April 3, 2001 CHICAGO (AP) - Hodgkin's disease and possibly two other types of cancer should be considered AIDS-defining diseases in HIV-positive patients, new research suggests.
The study examined more than 300,000 AIDS patients and their rates of several types of malignancies other than cancers already linked to the immune-suppressing disease.
AIDS patients were more than 11 times more likely to have Hodgkin's disease than people without AIDS, three times more likely to have lip cancer and about twice as likely to have a form of testicular cancer, the researchers reported in Wednesday's Journal of the American Medical Association.
The study was led by Dr. Morten Frisch of the National Cancer Institute and the Danish Epidemiology Science Center.
Increased incidences of other malignancies, including lung and penis cancers, was attributed to lifestyle factors such as smoking and venereal disease rather than to AIDS.
In determining whether HIV-positive patients have developed full-blown AIDS, doctors consider whether they also have cancers known to occur when the AIDS virus has vigorously suppressed the body's disease-fighting immune system. The cancers already considered AIDS-defining diseases are cervical cancer, non-Hodgkin's lymphoma and a form of skin cancer known as Kaposi's sarcoma.

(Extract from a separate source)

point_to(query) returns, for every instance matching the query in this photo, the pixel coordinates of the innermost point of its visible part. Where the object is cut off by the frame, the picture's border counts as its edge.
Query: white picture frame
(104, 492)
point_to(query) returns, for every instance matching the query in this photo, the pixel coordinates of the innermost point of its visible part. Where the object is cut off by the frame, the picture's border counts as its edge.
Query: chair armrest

Hodgkin's and non-Hodgkin's lymphoma are both cancers of the lymph glands, but they affect different cells.
Doctors have suspected that an increased incidence of Hodgkin's disease in AIDS patients stems from the disease's suppression of the immune system, said Dr. Jeffrey Laurence, a Cornell University researcher and adviser to the American Foundation for AIDS Research.
While the lip cancer-AIDS link wasn't as strong in the study, Laurence said an association makes sense since other research has found an increased lip-cancer risk in patients without AIDS whose immune systems are suppressed, such as transplant recipients.
The findings were suggestive but not definitive for a cancer of the testis called testicular seminoma, and previous research on the suspected link is sparse, the authors said.